Members in the Media
From: Slate

What Makes People Look Like Their Pets?

Slate:

If ever you overhear someone comparing you to a dog, chances are it’s not a compliment. Yes, there’s the famous loyalty of dogs, their unbridled enthusiasm for life, their boundless love and devotion, their fierce protectiveness—qualities that any of us would be lucky to possess at even a modicum of their standard manifestation in the canine. Typically, though, it’s meant as a slight and a reference to some especially animalistic aspect of our four-legged friends.

As much as we might quibble over the virtues and vices of Canis domesticus, however, and over whether human nature is any better or worse than dog nature, even dog fanciers don’t usually want to look like a dog. The hair of a poodle, the jowls of a bulldog, the bug eyes of a pug, the wrinkles of a Shar-Pei, the profile of a collie, the street-sweeping udders of a lactating mongrel … none of these traits are considered beautiful when incarnated in our own species. Still, if we look in the mirror, each of us can expect to find a certain doggy je ne sais quoi staring back at us. Those of us who own a dog, anyway. And we don’t resemble just any old dog, either. Rather, we look somehow, in a can’t-quite-put-your-finger-on-it kind of way, like our own dogs.

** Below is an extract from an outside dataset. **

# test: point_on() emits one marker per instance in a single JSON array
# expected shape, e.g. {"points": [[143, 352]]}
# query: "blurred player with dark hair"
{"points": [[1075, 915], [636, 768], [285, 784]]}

So what is it, exactly, that enables us to correctly link owners and their dogs? That’s the mystery that Sadahiko Nakajima, a psychologist from Kwansei Gakuin University in Japan, set out to solve in a recent study published in the journal Anthrozoös. This wasn’t Nakajima’s first stab at it. In prior research, he and his colleagues had shown that research participants could match photos of owners and their dogs by facial appearance alone. People could also recognize that photos of dogs and owners that the investigators had arbitrarily coupled were fake pairs. Impressive! Still, that just told him that people are surprisingly adept at knowing which pooch goes with which person on the basis of their facial appearance. So in this latest study, Nakajima teased apart the various possibilities to find out which facial features people use to make their bizarrely accurate judgments.